FIFA World Cup blog

FIFA World Cup 2022

Qatar is going to be the host country for the FIFA World Cup 2022. Both the nation and the region will be making their first appearances at the FIFA World Cup 2022, which will also be the first time the competition is held in the Middle East. It’s a wonderful moment for soccer fans all around the globe to see what Qatar has to offer in the way of stadiums and facilities.

Qatar – The First Middle-East Country To Host FIFA

As the host nation, Qatar will have the ability to choose the cities that will play home to the matches. However, according to FIFA regulations, no stadium can have more than 40,000 spectator seats, and each stadium is required to have at least one covered grandstand with a capacity of at least 25,000 seats.

Qatar has won several awards for its infrastructure development plan and is committed to building new stadiums and improving existing ones ahead of 2022. In April 2018, it was announced that construction would begin on a new $2bn stadium in Lusail City – expected to become the biggest in world football – while five other stadiums are currently being built or refurbished at a cost of $3bn each.

The New Stadiums

As you may know, Qatar will be hosting the FIFA World Cup 2022. But did you know that it’s a special kind of World Cup? The stadiums have to be built in the desert!

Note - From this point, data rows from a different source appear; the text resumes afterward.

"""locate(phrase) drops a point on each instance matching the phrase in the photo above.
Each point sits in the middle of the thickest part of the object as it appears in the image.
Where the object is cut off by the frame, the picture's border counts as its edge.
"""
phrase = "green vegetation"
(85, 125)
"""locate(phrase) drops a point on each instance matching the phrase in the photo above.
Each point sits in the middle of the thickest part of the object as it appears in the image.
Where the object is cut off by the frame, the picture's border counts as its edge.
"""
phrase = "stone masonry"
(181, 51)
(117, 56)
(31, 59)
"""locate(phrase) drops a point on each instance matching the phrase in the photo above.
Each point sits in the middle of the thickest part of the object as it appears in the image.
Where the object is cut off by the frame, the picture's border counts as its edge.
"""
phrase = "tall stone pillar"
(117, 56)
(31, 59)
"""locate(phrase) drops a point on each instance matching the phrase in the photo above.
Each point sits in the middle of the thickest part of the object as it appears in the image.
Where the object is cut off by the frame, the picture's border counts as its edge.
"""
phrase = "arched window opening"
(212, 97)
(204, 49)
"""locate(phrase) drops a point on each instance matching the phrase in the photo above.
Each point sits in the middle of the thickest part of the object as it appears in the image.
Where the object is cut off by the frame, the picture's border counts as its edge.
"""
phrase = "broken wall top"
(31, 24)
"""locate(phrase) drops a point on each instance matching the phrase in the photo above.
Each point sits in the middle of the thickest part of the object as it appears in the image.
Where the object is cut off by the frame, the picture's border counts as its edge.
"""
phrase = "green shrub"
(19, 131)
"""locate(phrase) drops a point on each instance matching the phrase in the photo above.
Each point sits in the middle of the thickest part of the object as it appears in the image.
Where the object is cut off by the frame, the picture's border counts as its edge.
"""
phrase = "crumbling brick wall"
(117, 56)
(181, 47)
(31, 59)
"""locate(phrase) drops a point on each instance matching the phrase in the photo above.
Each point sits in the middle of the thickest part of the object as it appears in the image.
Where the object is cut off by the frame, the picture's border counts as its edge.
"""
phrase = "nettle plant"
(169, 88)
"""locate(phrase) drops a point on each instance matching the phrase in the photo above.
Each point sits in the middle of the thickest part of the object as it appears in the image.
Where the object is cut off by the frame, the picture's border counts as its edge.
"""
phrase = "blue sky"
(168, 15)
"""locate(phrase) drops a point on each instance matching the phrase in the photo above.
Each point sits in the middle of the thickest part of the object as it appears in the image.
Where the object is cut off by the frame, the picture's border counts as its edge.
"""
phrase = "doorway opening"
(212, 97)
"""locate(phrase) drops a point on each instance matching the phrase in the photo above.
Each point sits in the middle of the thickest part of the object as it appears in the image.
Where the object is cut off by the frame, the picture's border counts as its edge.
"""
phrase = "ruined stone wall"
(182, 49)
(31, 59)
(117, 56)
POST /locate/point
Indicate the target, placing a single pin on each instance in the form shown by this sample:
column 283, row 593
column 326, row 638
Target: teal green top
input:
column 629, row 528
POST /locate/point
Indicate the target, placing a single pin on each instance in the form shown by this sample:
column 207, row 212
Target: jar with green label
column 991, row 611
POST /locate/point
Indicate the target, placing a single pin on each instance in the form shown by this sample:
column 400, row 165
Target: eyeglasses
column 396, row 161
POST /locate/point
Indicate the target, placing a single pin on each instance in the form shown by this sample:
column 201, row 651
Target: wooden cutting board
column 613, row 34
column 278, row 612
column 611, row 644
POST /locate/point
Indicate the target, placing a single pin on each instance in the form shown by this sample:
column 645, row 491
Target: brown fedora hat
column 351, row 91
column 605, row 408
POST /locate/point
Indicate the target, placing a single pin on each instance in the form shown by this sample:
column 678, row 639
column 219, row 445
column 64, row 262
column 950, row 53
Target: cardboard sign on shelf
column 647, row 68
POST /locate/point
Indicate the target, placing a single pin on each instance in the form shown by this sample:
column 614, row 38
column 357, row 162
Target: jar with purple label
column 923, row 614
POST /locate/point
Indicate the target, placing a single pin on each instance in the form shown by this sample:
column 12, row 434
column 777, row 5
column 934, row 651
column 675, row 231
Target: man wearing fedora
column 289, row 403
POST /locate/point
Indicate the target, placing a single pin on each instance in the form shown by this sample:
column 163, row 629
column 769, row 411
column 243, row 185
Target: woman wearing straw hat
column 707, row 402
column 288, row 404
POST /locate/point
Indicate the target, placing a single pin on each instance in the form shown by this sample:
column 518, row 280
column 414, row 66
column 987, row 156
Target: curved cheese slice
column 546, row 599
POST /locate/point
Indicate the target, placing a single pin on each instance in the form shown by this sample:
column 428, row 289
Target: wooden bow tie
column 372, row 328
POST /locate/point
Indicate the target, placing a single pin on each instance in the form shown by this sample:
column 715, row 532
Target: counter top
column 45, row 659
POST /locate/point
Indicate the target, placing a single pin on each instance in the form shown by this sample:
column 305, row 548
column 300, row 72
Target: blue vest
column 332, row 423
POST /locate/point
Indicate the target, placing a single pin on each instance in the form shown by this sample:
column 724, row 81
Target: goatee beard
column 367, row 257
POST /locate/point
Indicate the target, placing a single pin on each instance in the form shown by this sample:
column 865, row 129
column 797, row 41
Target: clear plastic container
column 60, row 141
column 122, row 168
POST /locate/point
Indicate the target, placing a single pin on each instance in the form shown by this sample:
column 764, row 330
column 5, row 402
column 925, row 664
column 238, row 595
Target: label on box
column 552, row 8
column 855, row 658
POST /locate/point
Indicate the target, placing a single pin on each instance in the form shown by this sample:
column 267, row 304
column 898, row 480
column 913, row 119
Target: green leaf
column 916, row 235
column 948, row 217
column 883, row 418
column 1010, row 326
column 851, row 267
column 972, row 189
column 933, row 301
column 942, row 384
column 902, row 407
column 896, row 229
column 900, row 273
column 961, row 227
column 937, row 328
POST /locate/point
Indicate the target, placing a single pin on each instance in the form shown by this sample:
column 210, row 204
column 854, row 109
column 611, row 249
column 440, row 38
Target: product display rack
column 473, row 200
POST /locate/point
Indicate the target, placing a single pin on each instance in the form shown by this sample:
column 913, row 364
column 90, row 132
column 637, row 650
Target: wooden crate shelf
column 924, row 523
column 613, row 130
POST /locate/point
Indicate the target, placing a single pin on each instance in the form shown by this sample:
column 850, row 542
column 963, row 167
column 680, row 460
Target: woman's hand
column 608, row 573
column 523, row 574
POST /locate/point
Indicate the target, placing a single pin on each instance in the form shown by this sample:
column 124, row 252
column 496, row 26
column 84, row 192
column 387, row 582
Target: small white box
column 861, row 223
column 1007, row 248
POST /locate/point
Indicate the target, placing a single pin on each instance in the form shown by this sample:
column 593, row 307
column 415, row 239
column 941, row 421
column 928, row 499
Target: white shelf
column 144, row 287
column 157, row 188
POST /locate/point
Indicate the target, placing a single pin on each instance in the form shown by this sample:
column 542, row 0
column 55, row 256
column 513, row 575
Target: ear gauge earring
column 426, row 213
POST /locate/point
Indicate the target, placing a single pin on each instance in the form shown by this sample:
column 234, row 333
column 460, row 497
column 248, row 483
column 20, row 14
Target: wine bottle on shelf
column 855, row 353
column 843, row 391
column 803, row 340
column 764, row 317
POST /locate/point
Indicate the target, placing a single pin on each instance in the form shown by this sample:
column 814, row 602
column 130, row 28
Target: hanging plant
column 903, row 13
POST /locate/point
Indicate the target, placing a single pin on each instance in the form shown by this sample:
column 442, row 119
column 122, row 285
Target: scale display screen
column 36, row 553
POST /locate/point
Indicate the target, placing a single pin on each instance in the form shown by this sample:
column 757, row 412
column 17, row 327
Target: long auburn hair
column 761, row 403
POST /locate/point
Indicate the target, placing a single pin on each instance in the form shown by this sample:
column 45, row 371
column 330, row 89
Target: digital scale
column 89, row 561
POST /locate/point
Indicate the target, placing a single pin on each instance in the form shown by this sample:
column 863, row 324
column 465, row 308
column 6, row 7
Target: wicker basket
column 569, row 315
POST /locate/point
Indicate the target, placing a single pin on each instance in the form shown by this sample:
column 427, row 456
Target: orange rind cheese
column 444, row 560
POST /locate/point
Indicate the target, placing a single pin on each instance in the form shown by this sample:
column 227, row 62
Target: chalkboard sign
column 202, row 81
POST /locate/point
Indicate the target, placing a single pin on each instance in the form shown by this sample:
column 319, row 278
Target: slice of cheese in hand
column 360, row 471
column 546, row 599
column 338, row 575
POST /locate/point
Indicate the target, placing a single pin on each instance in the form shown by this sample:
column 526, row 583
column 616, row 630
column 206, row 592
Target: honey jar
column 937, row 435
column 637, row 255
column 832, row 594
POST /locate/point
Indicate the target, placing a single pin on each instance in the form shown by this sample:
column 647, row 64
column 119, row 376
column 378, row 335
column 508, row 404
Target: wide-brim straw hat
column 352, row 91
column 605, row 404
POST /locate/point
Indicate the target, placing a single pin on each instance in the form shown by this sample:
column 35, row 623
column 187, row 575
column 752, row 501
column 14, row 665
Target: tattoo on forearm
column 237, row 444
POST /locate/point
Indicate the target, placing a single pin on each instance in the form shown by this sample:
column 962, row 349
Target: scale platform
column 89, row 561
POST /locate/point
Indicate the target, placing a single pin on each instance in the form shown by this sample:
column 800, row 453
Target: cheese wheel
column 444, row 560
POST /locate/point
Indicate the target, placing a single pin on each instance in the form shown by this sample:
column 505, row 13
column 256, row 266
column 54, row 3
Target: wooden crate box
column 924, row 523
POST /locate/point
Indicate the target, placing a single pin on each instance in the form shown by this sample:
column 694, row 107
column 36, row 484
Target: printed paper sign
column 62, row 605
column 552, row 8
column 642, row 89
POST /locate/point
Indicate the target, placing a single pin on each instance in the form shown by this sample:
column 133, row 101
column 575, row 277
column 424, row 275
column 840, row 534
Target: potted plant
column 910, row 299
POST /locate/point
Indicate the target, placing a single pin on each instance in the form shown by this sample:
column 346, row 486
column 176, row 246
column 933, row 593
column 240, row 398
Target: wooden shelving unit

These new stadiums will be air-conditioned and environmentally friendly, which is good news considering they’re going to be hot in their locations.

For FIFA World Cup 2022 they also be built on the coast and near sandy dunes, so hopefully people won’t mind visiting those places once they’re finished being turned into soccer pitches (and after all these years of complaining about no one wanting to visit Australia). We can expect these new stadiums to be fantastic examples of how we can build for future generations: sustainable, efficient, and beautiful.

The Finals

The FIFA World Cup 2022 Finals will be played in Al Wakrah Stadium, which will be located in the south of Qatar. The stadium has a capacity of 40,000 and features a retractable roof and natural grass pitch. The final will take place on December 18th 2022 at 9pm local time (11:30am EST). You can watch live coverage with English commentary provided by former soccer player Stu Holden.

48 Teams Instead Of 32

The new format is also known as the 48-team World Cup. It was introduced in 2026, and this edition will be the first one to use it. The field of participants will expand from 32 teams to 48 in FIFA World Cup 2022. If you think that sounds like a lot of extra games, you’re right: There will be 16 more matches played during this World Cup than there were in 2014’s.

In addition to traditional knockout rounds (for both groups and individual games), there will be two additional stages before reaching the final match: quarterfinals and semifinals. In order to accommodate all these games and make sure everyone gets their chance at glory (or heartbreak), eight groups of three teams each have been formed instead of four groups of four teams each.

Two teams from each group still move on past round robin play into knockout stages like those seen in previous editions of FIFA World Cup 2022 tournaments where only one team advances out from its respective group after playing three preliminary matches against all other members within its own respective pool area until only 5 remain standing.

The Top Teams To Look Out For In FIFA 2022

  • Germany

    They are the reigning champions of the world cup and they have won 4 times in total. They have been playing very well as they finished top of their group with 10 points and scored 10 goals in 3 games played. They are also favourites to win again this year because they have a very strong team with great players like Muller, Ozil and Neuer who are all world class players.

  • Spain

    The Spanish team has one of the best squads in the world right now, with players like Isco, Marco Asensio and David Silva leading the way for La Roja. In addition to these three players, there are plenty of other young stars coming through into their first team such as Dani Ceballos, Marcos Llorente and Rodrigo Moreno (who plays for Valencia).

  • Brazil

    The five-time winners of the World Cup are among the favourites to win another title. They have been on a decline since winning it all in 2002, but they still have one of the strongest teams with players like Neymar Jr., Thiago Silva, Philippe Coutinho and Gabriel Jesus. They have been inconsistent in recent years but with experience under their belt, they could be among the favourites come 2022.

  • France

    France has been one of the most successful teams at international level, winning two FIFA World Cups (1998 and 2018) as well as two UEFA European Championships (1984 and 2000). France has also reached three FIFA Women’s World Cups final matches (2003, 2007, 2011), which they lost each time to Germany on penalties or by a single goal margin respectively.

  • Croatia

    Croatia are an excellent team. They have the second-best odds for winning the World Cup, and a good argument can be made that they should have won it in 1998 if not for a missed penalty kick by Davor Suker in the final against France. Croatia has some of the best midfielders in the world, led by Real Madrid’s Luka Modric, who has been one of the best players in Europe over the past decade.


The FIFA World Cup 2022 in Qatar is set to be a huge event. With 48 teams instead of 32, new stadiums being built and more technology being used than ever before, it’s sure to be an exciting time for fans as well as players and coaches alike. There will be plenty of new records broken during this tournament too so don’t miss out!